Compared to previous state-of-the-art (SOTA) methods, the EMCAH-Net achieves outstanding performance in medical image segmentation, with Dice similarity coefficient (DSC) scores of 84.73% (+2.85), 92.33% (+0.27), and 82.47% (+0.76) on the Synapse, automated cardiac diagnosis challenge (ACDC), and digital retinal images for vessel extraction (DRIVE) datasets, respectively. Additionally, it maintains computational efficiency in terms of model parameters and floating point operations (FLOPs). For instance, EMCAH-Net surpasses TransUNet on the Synapse dataset by 7.25% in DSC while requiring only 25% of the parameters and 71% of the FLOPs.
EMCAH-Net has demonstrated significant advantages in segmenting multi-scale, small, and boundary-blurred features in medical images.

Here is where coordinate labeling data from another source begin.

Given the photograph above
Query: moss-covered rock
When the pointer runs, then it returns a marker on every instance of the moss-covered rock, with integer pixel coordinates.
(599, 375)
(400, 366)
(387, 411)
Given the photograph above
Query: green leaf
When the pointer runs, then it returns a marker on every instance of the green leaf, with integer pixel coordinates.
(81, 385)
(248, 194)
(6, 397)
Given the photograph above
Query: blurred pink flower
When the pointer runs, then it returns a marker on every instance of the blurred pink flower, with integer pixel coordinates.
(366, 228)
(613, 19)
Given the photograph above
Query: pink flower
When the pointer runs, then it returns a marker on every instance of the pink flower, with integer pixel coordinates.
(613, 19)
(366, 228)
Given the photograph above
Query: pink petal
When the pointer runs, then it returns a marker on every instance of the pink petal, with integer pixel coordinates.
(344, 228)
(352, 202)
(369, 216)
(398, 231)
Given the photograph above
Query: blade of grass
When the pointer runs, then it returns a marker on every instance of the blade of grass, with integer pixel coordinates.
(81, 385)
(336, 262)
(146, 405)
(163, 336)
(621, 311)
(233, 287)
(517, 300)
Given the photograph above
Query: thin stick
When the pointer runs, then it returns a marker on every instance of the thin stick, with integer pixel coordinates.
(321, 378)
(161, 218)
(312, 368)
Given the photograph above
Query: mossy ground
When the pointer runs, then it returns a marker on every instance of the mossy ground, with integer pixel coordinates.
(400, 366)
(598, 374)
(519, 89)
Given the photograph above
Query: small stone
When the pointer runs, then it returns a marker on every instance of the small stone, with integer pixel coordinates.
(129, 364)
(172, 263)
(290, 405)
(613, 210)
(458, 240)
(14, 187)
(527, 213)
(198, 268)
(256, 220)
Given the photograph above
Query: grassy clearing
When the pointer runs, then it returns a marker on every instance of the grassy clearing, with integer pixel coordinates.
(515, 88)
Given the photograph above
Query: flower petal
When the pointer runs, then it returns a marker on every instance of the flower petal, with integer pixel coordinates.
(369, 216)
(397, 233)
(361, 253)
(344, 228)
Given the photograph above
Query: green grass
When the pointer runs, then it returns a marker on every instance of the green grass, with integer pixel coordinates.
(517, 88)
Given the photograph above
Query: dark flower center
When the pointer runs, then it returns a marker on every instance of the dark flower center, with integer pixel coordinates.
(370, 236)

Extensive experiments on abdominal multi-organ, cardiac, and retinal vessel medical segmentation tasks confirm that EMCAH-Net surpasses previous methods, including pure CNN, pure Transformer, and hybrid architectures.
由于目标尺度变化、几何形状复杂和对比度低等因素,像素级医学图像分割任务具有挑战性。尽管U型混合网络已展现出强大的性能,但现有模型往往无法有效地将卷积神经网络(CNN)捕获的局部特征与Transformer提供的全局特征进行整合。此外,它们的自注意力机制通常对关键的空间和通道信息缺乏足够的重视。为应对这些挑战,我们的目标是开发一种能够有效且稳健地分割医学图像的混合深度学习模型,包括但不限于计算机断层扫描(CT)和磁共振(MR)图像。
我们提出了一种有效的混合U型网络,名为有效多尺度上下文聚合混合网络(EMCAH-Net)。它在主干中集成了一个有效多尺度上下文聚合(EMCA)模块,以及嵌入在跳跃连接和瓶颈层中的双注意力增强自注意力(DASA)模块。针对医学图像的特点,前一个模块专注于细粒度的局部多尺度特征编码,而后一个模块通过将空间注意力和通道注意力与自注意力自适应地结合来增强全局表示学习。这种方法不仅有效地整合了局部多尺度和全局特征,还强化了跳跃连接,从而突出分割目标并精确勾勒边界。代码可在https://github.com/AloneIsland/EMCAH-Net上公开获取。
与先前的最先进(SOTA)方法相比,EMCAH-Net在医学图像分割中取得了出色的性能,在Synapse、自动心脏诊断挑战赛(ACDC)和用于血管提取的数字视网膜图像(DRIVE)数据集上的Dice相似系数(DSC)得分分别为84.73%(+2.85)、92.33%(+0.27)和82.47%(+0.76)。此外,它在模型参数和浮点运算(FLOPs)方面保持了计算效率。例如,在Synapse数据集上,EMCAH-Net的DSC比TransUNet高出7.25%,而所需参数仅为其25%,FLOPs仅为其71%。
EMCAH-Net在分割医学图像中的多尺度、小尺寸和边界模糊特征方面展现出显著优势。在腹部多器官、心脏和视网膜血管医学分割任务上的大量实验证实,EMCAH-Net优于先前的方法,包括纯CNN、纯Transformer和混合架构。